In Monday's combined atrium and Wednesday level 3 atrium (and I anticipate Sunday's level 3), the children were all, "Oh, walking the line is SO easy! What's the big deal!?"
"Ah," I said, "but is it REALLY!?"
That got their attention ;)
As older children, I will get them going on "challenges" much more quickly than I would do with 3 year olds. But they must demonstrate certain competencies on some skills before moving on:
- keep a stack of beanbags on the head without tipping before getting to use ONE beanbag with a small glass of water half-full
- use that small half-full glass before one that is filled to the brim
- walk while carrying objects before carrying a bell - aiming for silence
- walk while carrying the bell silently before carrying one object on top of another within the hands
- walk heel toe successfully and prove control of self/will and control of movement before walking on the line blindfolded (blindfolded is one person at a time on the line; otherwise more than one child can work with it).
We have a green crocheted (chain stitch) yarn line for each atrium, with it being picked up by the knot (which indicates where to get on and off - children must commit to going around the whole way when they get on, and they can go around as many times as they like, but they MUST complete a circuit if they start it), hook that part into a slit on the cardboard tube, wrap it all around the tube and clip the end into another slit. Keeps it all together and flexible for the atrium spaces where a permanent line is not an option.

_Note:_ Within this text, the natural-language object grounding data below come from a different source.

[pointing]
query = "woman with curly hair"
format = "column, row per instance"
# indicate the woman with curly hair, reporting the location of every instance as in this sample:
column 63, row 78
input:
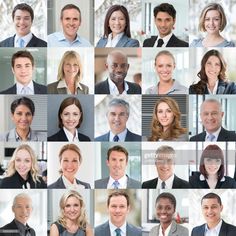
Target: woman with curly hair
column 22, row 171
column 212, row 76
column 166, row 121
column 72, row 219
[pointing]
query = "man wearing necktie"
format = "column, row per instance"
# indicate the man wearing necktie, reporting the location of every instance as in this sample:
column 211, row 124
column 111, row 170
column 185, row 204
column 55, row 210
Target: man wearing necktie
column 164, row 18
column 118, row 207
column 117, row 161
column 22, row 209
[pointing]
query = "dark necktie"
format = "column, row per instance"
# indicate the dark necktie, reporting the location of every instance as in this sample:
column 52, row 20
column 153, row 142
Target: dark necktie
column 160, row 42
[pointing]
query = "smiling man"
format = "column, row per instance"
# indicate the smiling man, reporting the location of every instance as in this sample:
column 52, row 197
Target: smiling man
column 117, row 161
column 164, row 17
column 23, row 16
column 118, row 207
column 211, row 209
column 70, row 22
column 22, row 63
column 211, row 115
column 22, row 209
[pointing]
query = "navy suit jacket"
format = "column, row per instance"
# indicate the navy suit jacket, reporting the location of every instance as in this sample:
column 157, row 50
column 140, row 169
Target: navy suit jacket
column 225, row 230
column 173, row 42
column 129, row 137
column 177, row 183
column 125, row 41
column 224, row 135
column 38, row 89
column 13, row 226
column 103, row 88
column 61, row 136
column 104, row 230
column 34, row 42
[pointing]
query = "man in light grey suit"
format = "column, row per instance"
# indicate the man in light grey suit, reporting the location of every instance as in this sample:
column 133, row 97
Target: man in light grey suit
column 117, row 160
column 118, row 206
column 117, row 116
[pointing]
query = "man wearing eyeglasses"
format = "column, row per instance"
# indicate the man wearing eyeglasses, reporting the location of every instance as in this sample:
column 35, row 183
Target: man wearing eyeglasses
column 165, row 169
column 211, row 115
column 117, row 67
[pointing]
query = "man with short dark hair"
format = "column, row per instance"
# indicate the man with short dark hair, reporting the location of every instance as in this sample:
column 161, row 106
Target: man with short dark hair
column 165, row 18
column 23, row 16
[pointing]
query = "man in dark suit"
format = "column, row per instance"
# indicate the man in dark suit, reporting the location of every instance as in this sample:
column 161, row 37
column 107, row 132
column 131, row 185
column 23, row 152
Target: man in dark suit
column 23, row 16
column 117, row 161
column 118, row 206
column 211, row 115
column 211, row 209
column 22, row 67
column 165, row 168
column 22, row 208
column 165, row 17
column 117, row 116
column 117, row 67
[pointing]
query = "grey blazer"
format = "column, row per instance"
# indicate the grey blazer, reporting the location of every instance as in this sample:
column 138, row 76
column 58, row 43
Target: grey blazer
column 131, row 183
column 52, row 89
column 125, row 41
column 104, row 230
column 175, row 230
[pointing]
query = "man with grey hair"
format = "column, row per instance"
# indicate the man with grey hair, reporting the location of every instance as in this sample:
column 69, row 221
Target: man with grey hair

In my Wednesday evening atrium, one 6th grade boy who insists he does not remember being in the atrium for sacramental preparation in 2nd grade, spoke up when someone said that walking a line on the floor was way too easy. "Oh NO it's NOT!" he said. "Ah! He remembers being in the atrium in 2nd grade with me!" to which he replied, "Yeah, I suppose I do - I didn't even know that I remembered that - but I do remember that walking on the line is NOT easy!"
One 4th grade girl, whom I had in kindergarten in a level 1 atrium (along with a boy in her school class who likely had genuine ADHD and was very well-served by the line activity) also remembered that it wasn't so easy as one would think. She had an eager look on her face because she remembered some of the challenges being very fun - and very tricky. The other 4th graders had a different catechist their kindergarten year; and the 5th graders did not get the line in their sacramental preparation. The other 6th graders remembered it and were also interested, though they did not seem just too overly exuberant ;) They didn't need it or use it as much as the one boy above.
The girl from the level 1 atrium had a strong experience, because I heavily use it, where the other catechists in the area didn't/don't emphasize it quite so much. More this year in level 1 for sure they are, because there are more people in there that want that Montessori flavor - and there is a great Montessori co-op room (teehe - that's the room I rent for a Montessori co-op), complete with an elliptical line that they can use when the children are preparing themselves to come into the atrium.
It will be interesting to see the differences in the children and attempt to observe how much of the normalization of the children is directly impacted by the use of this key Montessori work compared to previous years where it was under-used or totally ignored.